We have to find Int [f(x)] = Int [(tan x) ^4 dx]

=> Int [(tan x) ^2 * (tan x) ^2 dx]

=> Int [(tan x) ^2 * ((sec x) ^2 – 1) dx]

=> Int [(tan x) ^2 * (sec x) ^2 – (tan x) ^2 dx]

=> Int [(tan x) ^2 * (sec x) ^2 dx] – Int [(tan x) ^2 dx]

=> Int [(tan x) ^2 * (sec x) ^2 dx] – Int [((sec x) ^2- 1) dx]

=> Int [(tan x) ^2 * (sec x) ^2 dx] – Int [(sec x) ^2 dx] + Int [1 dx]

Let u = tan x, du/dx = (sec x) ^2

=> Int [(tan x) ^2 * (sec x) ^2 dx] – Int [(sec x) ^2 dx] + Int [1 dx]

=> Int [u^2 du] – tan x + x + C

=> u^3/ 3 – tan x + x + C

substitute u = tan x

=> (tan x) ^3 / 3 – tan x + x + C

**Therefore the integral of f(x) = (tan x) ^4 = (tan x) ^3 / 3 – tan x + x + C**

f(x) =( tanx)^4.

Therefore Inf(x) dx = int(tanx)^4 dx.

Put tanx = t. Differentiate tanx = t.

=> sec^2x dx = dt.

dx = dt/(sex)62 = dt/(1+t^2).

Therefore Int tan ^4 x dx = Int t^4* dt/(1+t^2)

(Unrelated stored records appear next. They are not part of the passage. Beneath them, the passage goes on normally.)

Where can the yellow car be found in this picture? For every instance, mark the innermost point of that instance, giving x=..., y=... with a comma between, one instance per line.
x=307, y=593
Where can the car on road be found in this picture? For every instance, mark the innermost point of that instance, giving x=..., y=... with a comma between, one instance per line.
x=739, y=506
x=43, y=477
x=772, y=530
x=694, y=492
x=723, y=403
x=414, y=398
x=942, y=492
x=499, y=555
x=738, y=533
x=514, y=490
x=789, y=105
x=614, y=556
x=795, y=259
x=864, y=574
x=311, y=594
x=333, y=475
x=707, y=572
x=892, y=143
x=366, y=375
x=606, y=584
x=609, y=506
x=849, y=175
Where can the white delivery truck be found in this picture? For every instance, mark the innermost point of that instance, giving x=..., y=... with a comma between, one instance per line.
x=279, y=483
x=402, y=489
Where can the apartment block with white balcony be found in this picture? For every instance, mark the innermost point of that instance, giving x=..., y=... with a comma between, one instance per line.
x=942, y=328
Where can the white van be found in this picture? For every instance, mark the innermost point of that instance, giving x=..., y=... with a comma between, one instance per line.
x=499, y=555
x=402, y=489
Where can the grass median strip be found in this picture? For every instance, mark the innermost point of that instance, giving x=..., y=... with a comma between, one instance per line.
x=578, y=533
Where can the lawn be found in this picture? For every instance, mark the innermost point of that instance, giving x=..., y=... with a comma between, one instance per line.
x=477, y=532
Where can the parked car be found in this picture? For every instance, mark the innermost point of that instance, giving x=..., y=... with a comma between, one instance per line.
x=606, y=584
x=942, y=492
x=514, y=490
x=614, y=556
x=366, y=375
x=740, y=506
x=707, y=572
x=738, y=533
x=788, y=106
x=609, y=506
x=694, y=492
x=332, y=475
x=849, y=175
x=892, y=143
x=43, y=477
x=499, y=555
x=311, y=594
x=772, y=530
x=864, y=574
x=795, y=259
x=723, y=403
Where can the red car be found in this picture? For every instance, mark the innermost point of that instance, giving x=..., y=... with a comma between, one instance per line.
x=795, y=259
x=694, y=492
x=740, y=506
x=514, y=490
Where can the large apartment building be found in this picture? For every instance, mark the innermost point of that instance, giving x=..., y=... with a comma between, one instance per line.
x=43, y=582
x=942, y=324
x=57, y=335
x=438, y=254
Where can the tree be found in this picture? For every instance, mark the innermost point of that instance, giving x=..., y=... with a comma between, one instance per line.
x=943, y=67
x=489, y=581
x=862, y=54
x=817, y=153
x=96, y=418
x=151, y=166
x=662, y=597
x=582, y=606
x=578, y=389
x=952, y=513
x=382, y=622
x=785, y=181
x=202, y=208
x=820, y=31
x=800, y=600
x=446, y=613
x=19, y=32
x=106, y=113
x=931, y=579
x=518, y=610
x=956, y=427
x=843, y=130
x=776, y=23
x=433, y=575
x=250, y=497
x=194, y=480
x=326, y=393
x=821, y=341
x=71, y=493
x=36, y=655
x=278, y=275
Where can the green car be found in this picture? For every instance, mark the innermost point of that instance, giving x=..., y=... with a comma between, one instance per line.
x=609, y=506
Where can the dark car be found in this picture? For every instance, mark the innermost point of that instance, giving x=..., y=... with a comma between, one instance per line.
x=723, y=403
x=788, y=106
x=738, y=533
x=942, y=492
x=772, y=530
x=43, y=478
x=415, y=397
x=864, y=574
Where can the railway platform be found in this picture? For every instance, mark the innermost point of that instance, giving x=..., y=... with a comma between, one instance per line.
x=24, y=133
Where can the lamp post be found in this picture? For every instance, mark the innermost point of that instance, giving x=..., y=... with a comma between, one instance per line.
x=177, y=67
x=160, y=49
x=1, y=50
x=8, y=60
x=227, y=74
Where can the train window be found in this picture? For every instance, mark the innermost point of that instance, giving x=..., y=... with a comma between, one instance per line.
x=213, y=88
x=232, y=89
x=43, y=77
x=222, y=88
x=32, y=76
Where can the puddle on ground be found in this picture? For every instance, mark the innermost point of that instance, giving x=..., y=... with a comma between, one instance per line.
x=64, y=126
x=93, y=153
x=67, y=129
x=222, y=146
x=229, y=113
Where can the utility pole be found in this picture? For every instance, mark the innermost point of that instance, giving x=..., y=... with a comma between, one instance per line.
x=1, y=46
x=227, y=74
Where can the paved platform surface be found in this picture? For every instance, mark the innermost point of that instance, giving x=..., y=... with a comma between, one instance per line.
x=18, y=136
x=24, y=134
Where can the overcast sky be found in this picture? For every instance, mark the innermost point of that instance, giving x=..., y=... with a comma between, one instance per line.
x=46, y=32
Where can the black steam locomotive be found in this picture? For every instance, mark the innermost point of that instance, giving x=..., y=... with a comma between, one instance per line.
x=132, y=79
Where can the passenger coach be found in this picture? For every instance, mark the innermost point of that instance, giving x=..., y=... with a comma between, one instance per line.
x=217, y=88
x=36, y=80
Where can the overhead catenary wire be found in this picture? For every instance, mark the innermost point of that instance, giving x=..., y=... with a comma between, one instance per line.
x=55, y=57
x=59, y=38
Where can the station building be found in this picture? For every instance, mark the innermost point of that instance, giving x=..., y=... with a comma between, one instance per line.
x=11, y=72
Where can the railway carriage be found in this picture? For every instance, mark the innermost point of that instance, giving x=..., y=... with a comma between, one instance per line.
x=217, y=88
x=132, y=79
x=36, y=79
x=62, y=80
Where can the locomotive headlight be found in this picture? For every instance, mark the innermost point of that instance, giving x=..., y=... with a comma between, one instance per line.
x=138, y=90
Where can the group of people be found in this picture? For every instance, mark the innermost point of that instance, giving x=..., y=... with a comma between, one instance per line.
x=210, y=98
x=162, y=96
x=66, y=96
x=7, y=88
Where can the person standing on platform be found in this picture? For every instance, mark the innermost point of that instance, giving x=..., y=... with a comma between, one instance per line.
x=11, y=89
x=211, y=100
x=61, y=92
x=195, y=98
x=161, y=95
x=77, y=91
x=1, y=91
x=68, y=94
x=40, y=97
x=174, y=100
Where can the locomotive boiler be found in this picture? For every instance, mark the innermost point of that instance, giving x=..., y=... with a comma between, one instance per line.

Int tan ^4 x dx = Int {(t^2-1) +1/(t^2+1)}dt

Int tan ^4 x dx = t^3/3 - t +Int {dt/(1+t^2)}

Int tan ^4 x dx = t^3/3 -t + arc tan t. Replace t = tanx.

Int tan ^4 x dx = (tan^3 x)/3 - tanx +x +C.